Читать книгу Cryptography, Information Theory, and Error-Correction - Aiden A. Bruen - Страница 20
1.4 Personal – Professional
ОглавлениеDr. Shannon's Master's thesis [Sha40] and related publication in Transactions, American Institute of Electrical Engineers [Sha38] won him the Alfred Noble Prize along with fame and renown. The thesis has often been described as the greatest Master's thesis of all time; many feel that this may in fact understate the case.
At MIT, he was idolized by both the students and faculty. Golomb et al. [GBC+02], reports that Shannon was “somewhat inner‐directed and shy, but very easy to talk to after the initial connection had been made.”
In his spare time, Shannon built several items including Thrifty Roman numerical Backward‐looking Computer (THROBAC) which was actually a calculator that performed all the arithmetic operations in the Roman numerical system. He also built Theseus, a mechanical mouse in 1950. Controlled by a relay circuit, the mouse moved around a maze until it found the exit. Then, having been through the maze, the mouse, placed anywhere it had been before, would go directly to the exit. Placed in an unvisited locale, the mouse would search for a known position then proceed to the exit, adding the new knowledge to its memory.
Shannon was the first to develop computerized chess machines and kept several in his house. He built a “mind‐reading” machine that played the old game of penny‐watching. As juggling was one of his obsessions, he built several juggling machines and worked hard on mathematical models of juggling. He was famous for riding his unicycle along the corridors at Bell Laboratories juggling all the while. On the more practical side, Shannon was also interested in portfolio management and the stock market which he connected to information theory, treating it as a noisy channel.
Over the course of his career, Dr. Shannon received umpteen awards, honors, prizes, honorary degrees, and invitations.

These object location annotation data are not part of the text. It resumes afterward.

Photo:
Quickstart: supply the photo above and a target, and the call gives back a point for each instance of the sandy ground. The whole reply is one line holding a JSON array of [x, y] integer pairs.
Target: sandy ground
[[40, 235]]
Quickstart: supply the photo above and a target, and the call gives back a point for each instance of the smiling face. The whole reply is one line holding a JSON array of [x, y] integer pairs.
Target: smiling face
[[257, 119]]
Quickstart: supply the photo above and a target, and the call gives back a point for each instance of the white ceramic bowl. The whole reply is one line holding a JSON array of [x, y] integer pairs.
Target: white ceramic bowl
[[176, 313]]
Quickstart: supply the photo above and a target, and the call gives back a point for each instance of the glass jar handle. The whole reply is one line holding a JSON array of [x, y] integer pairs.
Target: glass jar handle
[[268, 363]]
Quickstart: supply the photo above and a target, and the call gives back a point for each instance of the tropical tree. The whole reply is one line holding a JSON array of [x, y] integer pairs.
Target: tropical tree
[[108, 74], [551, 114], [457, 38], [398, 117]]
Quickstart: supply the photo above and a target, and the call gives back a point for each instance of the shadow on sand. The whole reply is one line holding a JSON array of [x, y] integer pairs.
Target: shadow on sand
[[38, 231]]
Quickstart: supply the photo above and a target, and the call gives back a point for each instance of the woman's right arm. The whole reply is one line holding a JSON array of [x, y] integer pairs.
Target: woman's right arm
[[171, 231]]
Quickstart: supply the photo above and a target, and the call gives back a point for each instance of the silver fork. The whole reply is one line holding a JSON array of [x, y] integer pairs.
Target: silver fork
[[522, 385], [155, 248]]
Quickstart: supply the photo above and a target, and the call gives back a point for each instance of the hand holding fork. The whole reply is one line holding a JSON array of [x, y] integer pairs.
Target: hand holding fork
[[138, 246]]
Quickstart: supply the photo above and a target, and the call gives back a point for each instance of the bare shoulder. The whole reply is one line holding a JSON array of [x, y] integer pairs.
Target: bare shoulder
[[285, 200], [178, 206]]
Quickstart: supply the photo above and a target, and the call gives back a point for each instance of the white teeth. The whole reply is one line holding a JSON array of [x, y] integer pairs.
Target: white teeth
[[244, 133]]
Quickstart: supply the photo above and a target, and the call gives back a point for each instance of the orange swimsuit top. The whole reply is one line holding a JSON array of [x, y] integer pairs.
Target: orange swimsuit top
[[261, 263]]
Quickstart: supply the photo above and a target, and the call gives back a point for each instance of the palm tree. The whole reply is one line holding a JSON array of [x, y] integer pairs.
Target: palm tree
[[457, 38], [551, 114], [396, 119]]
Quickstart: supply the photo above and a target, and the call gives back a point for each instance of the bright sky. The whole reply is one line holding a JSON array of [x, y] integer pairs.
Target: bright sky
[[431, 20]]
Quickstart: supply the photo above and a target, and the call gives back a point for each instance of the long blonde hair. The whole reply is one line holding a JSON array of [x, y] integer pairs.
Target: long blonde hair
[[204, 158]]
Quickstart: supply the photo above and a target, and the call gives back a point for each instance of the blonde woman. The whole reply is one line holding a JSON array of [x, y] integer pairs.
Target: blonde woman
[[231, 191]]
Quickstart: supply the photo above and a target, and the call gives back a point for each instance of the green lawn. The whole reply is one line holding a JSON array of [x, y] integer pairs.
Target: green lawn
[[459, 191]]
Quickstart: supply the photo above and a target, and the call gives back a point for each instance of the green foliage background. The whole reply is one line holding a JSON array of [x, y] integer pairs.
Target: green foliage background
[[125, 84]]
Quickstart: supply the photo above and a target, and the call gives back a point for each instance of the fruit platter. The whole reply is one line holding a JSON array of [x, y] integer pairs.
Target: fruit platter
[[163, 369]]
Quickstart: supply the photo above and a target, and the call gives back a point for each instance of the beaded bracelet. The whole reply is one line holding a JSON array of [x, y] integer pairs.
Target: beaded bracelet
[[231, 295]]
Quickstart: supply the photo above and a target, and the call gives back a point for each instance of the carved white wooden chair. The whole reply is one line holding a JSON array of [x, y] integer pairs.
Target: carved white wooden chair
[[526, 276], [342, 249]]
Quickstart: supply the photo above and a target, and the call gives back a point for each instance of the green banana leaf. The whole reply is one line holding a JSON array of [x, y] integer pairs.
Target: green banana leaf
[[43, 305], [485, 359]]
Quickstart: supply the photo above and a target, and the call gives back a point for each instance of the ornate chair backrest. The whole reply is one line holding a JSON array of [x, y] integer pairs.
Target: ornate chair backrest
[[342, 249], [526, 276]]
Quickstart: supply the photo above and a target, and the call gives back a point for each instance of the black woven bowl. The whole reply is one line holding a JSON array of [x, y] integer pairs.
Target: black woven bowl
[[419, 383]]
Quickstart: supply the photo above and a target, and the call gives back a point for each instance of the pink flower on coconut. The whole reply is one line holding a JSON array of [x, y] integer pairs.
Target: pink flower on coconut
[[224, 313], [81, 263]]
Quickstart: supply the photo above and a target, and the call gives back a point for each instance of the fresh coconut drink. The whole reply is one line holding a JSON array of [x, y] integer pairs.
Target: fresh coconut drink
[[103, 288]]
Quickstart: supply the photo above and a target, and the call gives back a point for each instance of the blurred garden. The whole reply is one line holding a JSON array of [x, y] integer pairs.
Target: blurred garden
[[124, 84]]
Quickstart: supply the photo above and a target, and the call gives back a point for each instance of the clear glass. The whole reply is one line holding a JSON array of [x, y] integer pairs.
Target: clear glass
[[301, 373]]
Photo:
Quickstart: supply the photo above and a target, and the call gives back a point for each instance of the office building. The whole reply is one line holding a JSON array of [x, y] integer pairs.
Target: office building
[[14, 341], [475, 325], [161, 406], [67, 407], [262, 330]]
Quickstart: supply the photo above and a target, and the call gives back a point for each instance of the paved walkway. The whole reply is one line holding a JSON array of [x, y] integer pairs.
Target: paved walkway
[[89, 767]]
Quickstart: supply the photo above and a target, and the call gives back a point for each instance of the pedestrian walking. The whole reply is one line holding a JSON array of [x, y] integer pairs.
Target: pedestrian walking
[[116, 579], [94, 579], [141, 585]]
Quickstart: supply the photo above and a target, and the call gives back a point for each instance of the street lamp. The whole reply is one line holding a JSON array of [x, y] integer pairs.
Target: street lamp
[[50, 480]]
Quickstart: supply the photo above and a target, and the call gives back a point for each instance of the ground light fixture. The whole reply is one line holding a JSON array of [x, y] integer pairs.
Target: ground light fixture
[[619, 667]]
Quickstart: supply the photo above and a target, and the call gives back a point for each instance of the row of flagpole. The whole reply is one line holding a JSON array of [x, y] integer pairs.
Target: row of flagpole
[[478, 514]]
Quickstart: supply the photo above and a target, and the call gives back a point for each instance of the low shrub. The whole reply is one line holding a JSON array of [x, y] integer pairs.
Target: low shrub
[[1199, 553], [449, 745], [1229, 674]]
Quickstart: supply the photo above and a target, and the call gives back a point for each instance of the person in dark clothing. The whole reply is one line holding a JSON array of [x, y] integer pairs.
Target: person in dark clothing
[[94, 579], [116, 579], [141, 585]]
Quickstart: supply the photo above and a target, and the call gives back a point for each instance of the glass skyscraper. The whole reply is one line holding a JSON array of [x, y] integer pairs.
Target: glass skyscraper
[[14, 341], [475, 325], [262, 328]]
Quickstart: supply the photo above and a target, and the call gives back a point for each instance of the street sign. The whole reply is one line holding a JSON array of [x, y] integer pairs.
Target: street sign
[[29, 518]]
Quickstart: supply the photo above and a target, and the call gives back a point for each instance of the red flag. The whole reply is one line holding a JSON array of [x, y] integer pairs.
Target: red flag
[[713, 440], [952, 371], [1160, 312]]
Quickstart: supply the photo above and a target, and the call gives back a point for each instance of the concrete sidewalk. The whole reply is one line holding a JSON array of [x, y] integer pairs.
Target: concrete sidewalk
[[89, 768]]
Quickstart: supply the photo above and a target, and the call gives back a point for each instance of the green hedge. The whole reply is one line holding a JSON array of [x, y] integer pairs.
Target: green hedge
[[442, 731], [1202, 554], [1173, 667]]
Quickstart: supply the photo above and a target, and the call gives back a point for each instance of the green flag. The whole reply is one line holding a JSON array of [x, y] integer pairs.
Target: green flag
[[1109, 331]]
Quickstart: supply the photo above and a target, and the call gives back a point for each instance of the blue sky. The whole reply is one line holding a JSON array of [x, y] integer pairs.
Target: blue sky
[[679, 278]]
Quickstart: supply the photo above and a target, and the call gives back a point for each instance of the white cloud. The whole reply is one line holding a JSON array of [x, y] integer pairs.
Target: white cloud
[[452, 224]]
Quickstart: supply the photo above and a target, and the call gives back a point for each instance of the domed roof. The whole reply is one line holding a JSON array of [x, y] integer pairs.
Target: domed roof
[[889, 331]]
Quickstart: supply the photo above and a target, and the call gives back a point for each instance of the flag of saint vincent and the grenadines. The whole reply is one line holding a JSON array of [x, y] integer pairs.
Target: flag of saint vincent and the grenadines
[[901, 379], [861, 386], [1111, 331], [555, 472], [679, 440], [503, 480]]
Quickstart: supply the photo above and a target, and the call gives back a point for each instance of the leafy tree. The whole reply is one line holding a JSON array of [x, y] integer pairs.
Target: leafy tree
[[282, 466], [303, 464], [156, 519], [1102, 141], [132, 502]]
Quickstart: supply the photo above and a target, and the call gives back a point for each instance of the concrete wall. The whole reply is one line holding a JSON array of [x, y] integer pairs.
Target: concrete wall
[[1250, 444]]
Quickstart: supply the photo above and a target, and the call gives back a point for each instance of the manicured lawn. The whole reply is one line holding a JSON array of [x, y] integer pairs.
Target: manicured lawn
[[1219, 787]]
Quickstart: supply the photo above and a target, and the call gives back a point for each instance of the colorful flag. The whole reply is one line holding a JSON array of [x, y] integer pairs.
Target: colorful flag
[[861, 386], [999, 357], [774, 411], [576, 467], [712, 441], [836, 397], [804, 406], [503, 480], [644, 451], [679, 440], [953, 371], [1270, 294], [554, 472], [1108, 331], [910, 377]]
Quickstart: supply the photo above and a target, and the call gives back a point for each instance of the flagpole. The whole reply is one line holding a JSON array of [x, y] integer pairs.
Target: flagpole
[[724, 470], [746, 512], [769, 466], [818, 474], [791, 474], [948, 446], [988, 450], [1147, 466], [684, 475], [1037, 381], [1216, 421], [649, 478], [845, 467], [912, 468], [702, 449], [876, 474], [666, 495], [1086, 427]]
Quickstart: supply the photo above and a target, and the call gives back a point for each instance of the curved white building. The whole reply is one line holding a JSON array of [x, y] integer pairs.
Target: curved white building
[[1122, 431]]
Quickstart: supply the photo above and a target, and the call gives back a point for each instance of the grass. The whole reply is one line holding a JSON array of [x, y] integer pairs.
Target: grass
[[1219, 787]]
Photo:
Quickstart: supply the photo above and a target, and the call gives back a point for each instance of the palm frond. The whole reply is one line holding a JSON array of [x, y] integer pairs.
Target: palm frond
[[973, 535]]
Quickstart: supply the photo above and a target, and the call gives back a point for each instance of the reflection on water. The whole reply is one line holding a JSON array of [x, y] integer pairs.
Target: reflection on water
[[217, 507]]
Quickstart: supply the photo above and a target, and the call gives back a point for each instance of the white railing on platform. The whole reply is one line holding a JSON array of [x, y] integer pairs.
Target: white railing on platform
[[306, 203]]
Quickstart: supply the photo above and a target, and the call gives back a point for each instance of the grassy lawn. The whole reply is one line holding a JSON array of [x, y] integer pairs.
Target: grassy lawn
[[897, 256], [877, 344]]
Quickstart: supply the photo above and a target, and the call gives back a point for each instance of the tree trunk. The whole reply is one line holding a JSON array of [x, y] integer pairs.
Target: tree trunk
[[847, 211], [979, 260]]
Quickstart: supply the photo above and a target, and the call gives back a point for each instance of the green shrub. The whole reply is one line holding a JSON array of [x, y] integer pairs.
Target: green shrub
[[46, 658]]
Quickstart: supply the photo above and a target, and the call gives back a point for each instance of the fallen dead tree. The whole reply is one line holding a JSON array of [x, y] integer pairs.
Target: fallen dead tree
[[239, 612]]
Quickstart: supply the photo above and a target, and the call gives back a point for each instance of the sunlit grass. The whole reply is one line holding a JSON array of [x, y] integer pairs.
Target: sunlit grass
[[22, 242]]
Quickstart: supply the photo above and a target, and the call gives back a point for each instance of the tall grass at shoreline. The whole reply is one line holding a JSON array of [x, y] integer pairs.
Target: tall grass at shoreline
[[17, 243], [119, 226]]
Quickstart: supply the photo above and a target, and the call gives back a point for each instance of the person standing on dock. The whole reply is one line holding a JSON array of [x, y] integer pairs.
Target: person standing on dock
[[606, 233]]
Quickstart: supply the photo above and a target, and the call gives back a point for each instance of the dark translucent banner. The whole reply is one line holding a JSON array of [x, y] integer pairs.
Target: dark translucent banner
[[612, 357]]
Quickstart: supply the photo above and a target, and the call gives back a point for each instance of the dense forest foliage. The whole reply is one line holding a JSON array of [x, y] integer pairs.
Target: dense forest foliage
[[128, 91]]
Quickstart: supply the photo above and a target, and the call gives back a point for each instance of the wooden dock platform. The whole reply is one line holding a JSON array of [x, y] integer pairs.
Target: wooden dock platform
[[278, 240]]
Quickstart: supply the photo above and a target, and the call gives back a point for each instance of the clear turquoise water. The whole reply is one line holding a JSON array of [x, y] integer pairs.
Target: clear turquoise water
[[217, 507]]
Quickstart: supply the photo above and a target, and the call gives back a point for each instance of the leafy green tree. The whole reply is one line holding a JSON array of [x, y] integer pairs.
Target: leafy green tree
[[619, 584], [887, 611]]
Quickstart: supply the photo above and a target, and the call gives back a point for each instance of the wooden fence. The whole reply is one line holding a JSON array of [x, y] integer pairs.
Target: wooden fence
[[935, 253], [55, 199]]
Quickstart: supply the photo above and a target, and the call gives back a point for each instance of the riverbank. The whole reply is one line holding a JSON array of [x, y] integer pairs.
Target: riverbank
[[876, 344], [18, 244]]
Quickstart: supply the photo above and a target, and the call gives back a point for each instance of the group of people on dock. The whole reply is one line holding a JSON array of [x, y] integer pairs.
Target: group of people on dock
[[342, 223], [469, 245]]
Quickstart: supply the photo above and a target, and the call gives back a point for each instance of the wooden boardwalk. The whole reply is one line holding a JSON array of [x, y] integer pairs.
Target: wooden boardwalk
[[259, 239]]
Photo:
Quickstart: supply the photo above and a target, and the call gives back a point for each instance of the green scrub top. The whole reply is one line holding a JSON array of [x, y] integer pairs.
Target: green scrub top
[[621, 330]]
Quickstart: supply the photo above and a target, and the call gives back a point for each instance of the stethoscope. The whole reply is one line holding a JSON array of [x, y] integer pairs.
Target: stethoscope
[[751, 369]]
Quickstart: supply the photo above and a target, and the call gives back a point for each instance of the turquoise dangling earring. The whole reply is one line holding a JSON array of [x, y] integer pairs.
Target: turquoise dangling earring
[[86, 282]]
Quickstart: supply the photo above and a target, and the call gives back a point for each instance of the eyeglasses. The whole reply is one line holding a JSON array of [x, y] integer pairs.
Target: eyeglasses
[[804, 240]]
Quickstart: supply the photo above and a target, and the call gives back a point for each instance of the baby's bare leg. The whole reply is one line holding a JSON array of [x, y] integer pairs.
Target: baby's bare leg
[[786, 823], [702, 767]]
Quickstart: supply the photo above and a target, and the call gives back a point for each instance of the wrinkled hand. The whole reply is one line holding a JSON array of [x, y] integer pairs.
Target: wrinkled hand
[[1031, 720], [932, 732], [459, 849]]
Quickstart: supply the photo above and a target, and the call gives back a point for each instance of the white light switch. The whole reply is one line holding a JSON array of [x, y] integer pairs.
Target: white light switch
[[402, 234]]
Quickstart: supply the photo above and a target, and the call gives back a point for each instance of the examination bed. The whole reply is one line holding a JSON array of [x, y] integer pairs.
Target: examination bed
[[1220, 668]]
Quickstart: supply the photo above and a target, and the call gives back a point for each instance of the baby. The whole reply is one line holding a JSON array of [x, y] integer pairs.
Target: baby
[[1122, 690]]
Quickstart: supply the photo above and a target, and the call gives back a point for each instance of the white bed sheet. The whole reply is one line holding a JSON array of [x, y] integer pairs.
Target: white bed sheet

In the end, it all became too much, and he “dropped out.” To quote Waldrop [Wal01] “he turned down almost all the endless invitations to lecture or to give newspaper interviews. He didn't want to be a celebrity. He likewise quit responding to much of his mail. Correspondence from major figures in science and government ended up forgotten and unanswered in a file folder he labeled ‘Letters I've procrastinated too long on.’.” Dr. Shannon did attend one other Shannon lecture in Brighton, England, in 1985 (delivered by Golomb), where the shy genius created quite a stir. As Robert McEleice recalls (see [Hor90]): “It was as if Newton had showed up at a physics conference.”